M. Castro répond aux "infâmes calomnies" sur sa fortune
LE MONDE | 18.05.06 | 14h55 • Mis à jour le 18.05.06 | 14h55
SAINT-DOMINGUE CORRESPONDANT
Durant plusieurs années, Fidel Castro a traité par le mépris les allégations du magazine américain Forbes le classant parmi les plus grosses fortunes des "rois, reines et dictateurs". La publication, début mai, du palmarès 2006 a suscité sa "nausée" et déclenché sa colère.
Le président a convoqué une brochette de hauts dirigeants cubains et de personnalités amies - dont le directeur du Monde diplomatique, Ignacio Ramonet - pour répondre, durant plus de quatre heures, à la télévision, aux "infâmes calomnies" de Forbes.
"Je les mets au défi de prouver ce qu'ils disent ici ! a tonné Fidel Castro, en exhibant un exemplaire de la revue. S'ils prouvent que j'ai un compte à l'étranger, de 900 millions ou de 1 dollar, je démissionne de toutes les fonctions que j'exerce !", a-t-il ajouté. Affirmant ne rien posséder et ne gagner que 900 pesos (32 euros) par mois, il a accusé le président Bush et les agences de renseignement américaines d'orchestrer une campagne pour le discréditer, et à travers lui la "révolution" cubaine.
Le magazine attribue à Fidel Castro une fortune de 900 millions de dollars (700 millions d'euros), en forte progression par rapport aux 550 millions de dollars avancés pour 2005.
Forbes reconnaît que ces évaluations "relèvent plus de l'art que de la science". S'appuyant sur les témoignages d'"anciens officiels cubains", le magazine soutient que Fidel Castro tire sa fortune d'une partie des bénéfices de sociétés publiques comme le Palais des conventions, Cimex, la compagnie qui a le monopole de l'import-export, et Medicuba, qui commercialise les vaccins et médicaments produits dans l'île.
"MANIPULATIONS"
"C'est comme si Forbes attribuait à George Bush 10 % des 500 milliards de dollars provenant du narcotrafic et du crime organisé qui sont blanchis chaque année en toute impunité dans les banques nord-américaines", a riposté Francisco Soberon, président de la Banque centrale de Cuba, qui en a profité pour annoncer que Cuba avait récemment émis pour 400 millions d'euros de bons du Trésor à la Bourse de Londres.

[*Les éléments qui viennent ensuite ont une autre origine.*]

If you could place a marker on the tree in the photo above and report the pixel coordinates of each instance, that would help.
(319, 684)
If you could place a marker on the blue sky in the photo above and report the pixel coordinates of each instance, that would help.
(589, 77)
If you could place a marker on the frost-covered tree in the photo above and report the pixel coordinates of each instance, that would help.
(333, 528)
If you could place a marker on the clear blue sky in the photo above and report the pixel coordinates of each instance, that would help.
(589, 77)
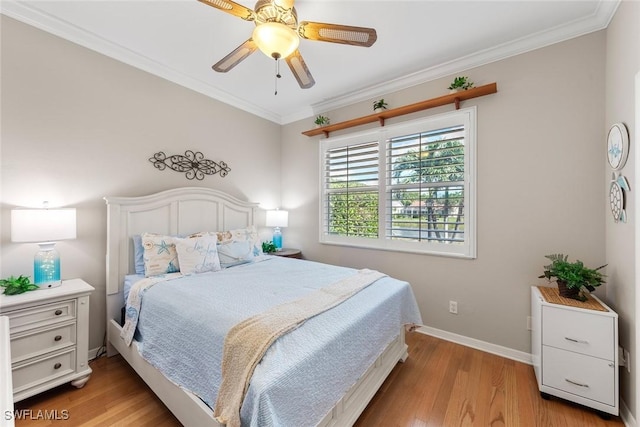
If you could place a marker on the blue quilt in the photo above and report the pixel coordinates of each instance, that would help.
(183, 322)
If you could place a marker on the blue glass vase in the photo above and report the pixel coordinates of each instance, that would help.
(46, 266)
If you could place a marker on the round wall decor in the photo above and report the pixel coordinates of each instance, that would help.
(617, 146)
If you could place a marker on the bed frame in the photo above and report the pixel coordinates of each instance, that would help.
(188, 210)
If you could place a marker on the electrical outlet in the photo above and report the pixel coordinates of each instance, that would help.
(627, 360)
(453, 307)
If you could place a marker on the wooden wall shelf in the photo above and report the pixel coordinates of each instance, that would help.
(454, 98)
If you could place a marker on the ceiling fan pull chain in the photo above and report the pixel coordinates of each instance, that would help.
(277, 74)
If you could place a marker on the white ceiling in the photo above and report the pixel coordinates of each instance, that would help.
(417, 41)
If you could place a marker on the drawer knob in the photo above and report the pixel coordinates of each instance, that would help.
(576, 383)
(576, 340)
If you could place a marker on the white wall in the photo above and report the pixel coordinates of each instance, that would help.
(78, 126)
(540, 151)
(622, 64)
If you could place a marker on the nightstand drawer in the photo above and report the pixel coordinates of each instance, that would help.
(583, 332)
(41, 341)
(581, 375)
(42, 370)
(41, 315)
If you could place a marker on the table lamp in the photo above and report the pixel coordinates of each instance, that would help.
(45, 227)
(277, 218)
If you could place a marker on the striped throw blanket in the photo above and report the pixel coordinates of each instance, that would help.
(247, 342)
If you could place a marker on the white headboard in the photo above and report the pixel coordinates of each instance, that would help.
(178, 211)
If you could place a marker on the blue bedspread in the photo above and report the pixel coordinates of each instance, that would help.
(183, 324)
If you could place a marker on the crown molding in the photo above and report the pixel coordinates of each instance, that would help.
(34, 17)
(37, 18)
(597, 21)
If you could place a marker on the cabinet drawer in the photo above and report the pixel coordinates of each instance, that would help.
(40, 341)
(41, 315)
(585, 376)
(42, 370)
(581, 332)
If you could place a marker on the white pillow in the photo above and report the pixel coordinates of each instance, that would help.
(198, 254)
(234, 253)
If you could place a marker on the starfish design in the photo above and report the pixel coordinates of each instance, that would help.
(163, 247)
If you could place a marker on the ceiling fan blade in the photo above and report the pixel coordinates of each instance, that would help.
(334, 33)
(300, 70)
(232, 8)
(235, 57)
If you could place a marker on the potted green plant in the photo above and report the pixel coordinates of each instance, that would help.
(17, 285)
(460, 83)
(321, 120)
(572, 277)
(379, 105)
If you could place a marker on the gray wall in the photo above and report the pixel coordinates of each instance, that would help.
(622, 64)
(78, 126)
(540, 169)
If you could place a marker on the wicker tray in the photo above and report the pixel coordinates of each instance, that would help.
(552, 295)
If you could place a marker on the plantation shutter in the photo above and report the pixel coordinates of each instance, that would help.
(426, 186)
(351, 190)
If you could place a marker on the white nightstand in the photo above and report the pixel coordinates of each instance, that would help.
(49, 331)
(575, 349)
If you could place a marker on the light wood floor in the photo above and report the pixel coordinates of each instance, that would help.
(440, 384)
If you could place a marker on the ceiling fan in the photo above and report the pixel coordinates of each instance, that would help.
(278, 34)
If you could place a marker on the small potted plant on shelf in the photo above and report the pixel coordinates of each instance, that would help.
(572, 277)
(321, 120)
(460, 83)
(379, 105)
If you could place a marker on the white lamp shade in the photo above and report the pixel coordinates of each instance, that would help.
(43, 225)
(275, 40)
(277, 218)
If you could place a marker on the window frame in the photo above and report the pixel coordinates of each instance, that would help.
(468, 249)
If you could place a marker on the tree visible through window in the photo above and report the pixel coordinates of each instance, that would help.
(427, 178)
(405, 187)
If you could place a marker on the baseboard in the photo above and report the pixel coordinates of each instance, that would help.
(509, 353)
(626, 415)
(499, 350)
(93, 353)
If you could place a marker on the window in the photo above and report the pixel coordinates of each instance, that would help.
(406, 187)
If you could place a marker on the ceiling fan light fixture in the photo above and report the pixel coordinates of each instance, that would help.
(275, 40)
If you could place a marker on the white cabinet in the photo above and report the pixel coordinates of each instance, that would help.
(575, 350)
(49, 335)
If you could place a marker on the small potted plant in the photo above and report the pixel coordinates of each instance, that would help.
(379, 105)
(17, 285)
(321, 120)
(572, 277)
(460, 83)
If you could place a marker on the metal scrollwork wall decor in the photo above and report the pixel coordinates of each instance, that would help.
(192, 163)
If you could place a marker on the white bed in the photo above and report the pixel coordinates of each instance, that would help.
(189, 210)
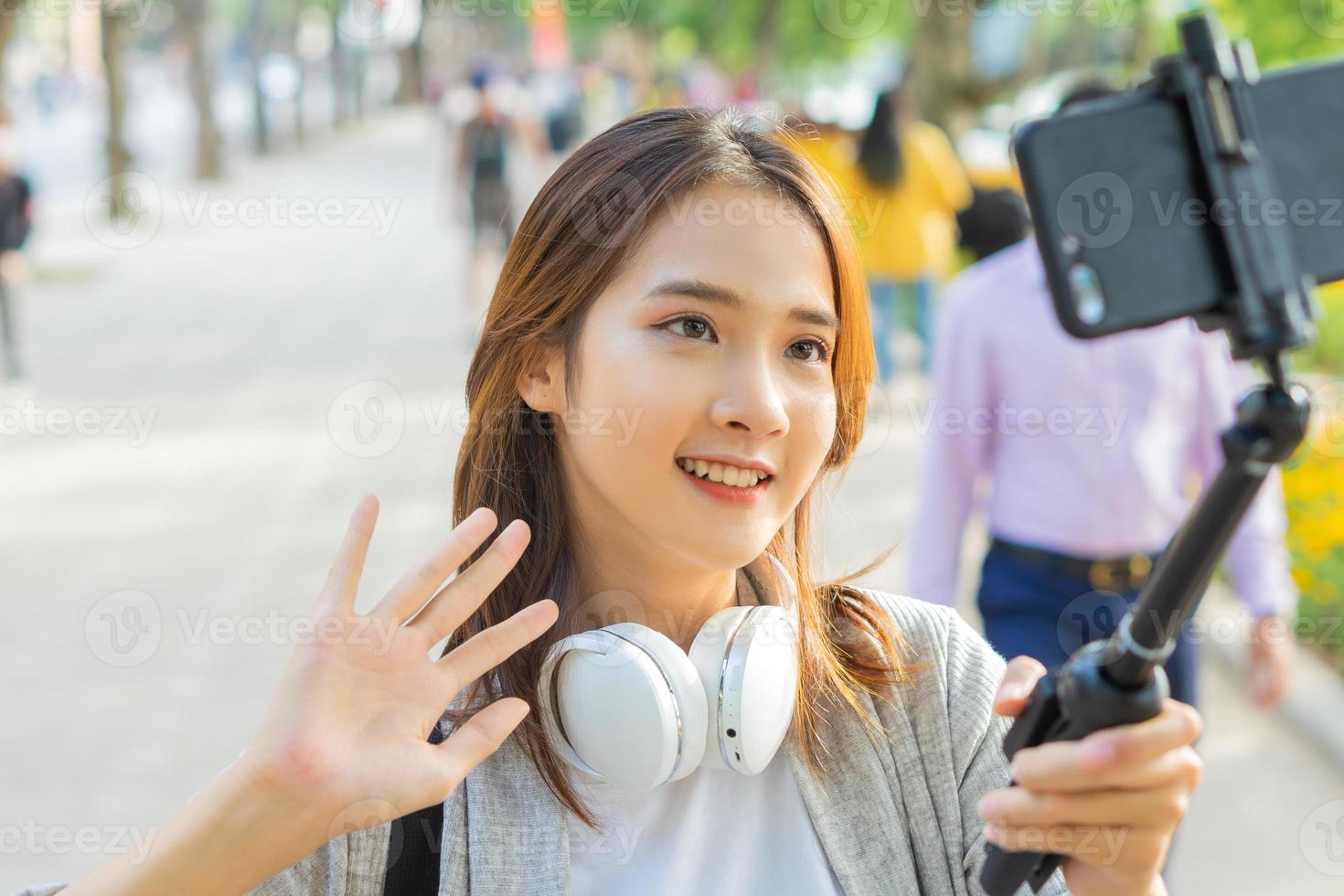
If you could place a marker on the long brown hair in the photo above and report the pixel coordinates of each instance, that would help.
(582, 226)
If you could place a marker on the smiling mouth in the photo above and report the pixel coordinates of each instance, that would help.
(723, 473)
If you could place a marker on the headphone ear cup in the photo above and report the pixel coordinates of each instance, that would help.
(746, 658)
(636, 713)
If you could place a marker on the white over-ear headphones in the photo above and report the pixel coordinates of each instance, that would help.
(636, 710)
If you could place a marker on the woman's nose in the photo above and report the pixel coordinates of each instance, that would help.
(752, 400)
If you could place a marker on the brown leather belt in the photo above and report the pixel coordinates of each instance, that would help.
(1125, 572)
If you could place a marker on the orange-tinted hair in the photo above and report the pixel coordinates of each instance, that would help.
(583, 225)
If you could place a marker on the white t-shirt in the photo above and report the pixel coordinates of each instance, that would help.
(711, 832)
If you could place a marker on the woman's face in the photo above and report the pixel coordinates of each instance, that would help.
(702, 367)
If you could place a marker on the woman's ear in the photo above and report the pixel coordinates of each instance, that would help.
(540, 384)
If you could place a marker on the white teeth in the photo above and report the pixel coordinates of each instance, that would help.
(723, 473)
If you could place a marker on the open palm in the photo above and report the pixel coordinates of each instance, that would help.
(346, 736)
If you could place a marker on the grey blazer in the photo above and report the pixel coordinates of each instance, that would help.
(897, 819)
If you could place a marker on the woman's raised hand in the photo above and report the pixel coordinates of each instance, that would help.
(345, 741)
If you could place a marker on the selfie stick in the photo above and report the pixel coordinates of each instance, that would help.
(1120, 680)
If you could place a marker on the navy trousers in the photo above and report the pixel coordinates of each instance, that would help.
(1029, 609)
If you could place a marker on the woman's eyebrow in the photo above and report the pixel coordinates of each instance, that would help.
(725, 295)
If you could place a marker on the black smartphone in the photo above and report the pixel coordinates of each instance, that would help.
(1121, 208)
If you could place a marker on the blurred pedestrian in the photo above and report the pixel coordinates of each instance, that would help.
(1087, 448)
(483, 159)
(995, 219)
(15, 226)
(909, 186)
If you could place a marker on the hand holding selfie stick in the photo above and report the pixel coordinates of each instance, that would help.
(1120, 680)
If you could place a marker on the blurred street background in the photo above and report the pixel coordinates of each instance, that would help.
(251, 288)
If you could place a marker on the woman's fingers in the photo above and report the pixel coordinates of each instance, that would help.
(474, 741)
(343, 578)
(1020, 807)
(1138, 850)
(489, 647)
(415, 587)
(1019, 680)
(1125, 756)
(459, 598)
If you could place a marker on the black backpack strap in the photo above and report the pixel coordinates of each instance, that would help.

Le succès de cette opération témoigne, selon M. Soberon, "de la confiance croissante d'une partie de la communauté financière internationale dans l'honnêteté et le sérieux du gouvernement cubain".
Après le ministre de la culture, Abel Prieto, qui a énuméré une liste de "manipulations de la presse internationale", l'historien Eusebio Leal est monté au créneau. Pour illustrer le "désintéressement de Fidel", il a révélé que, dans les années 1990, le "commandant en chef" l'avait chargé de distribuer à des musées et des centres culturels 11 687 cadeaux, parmi lesquels des tableaux, des bijoux, des objets en ivoire et des tapis précieux provenant de 133 pays.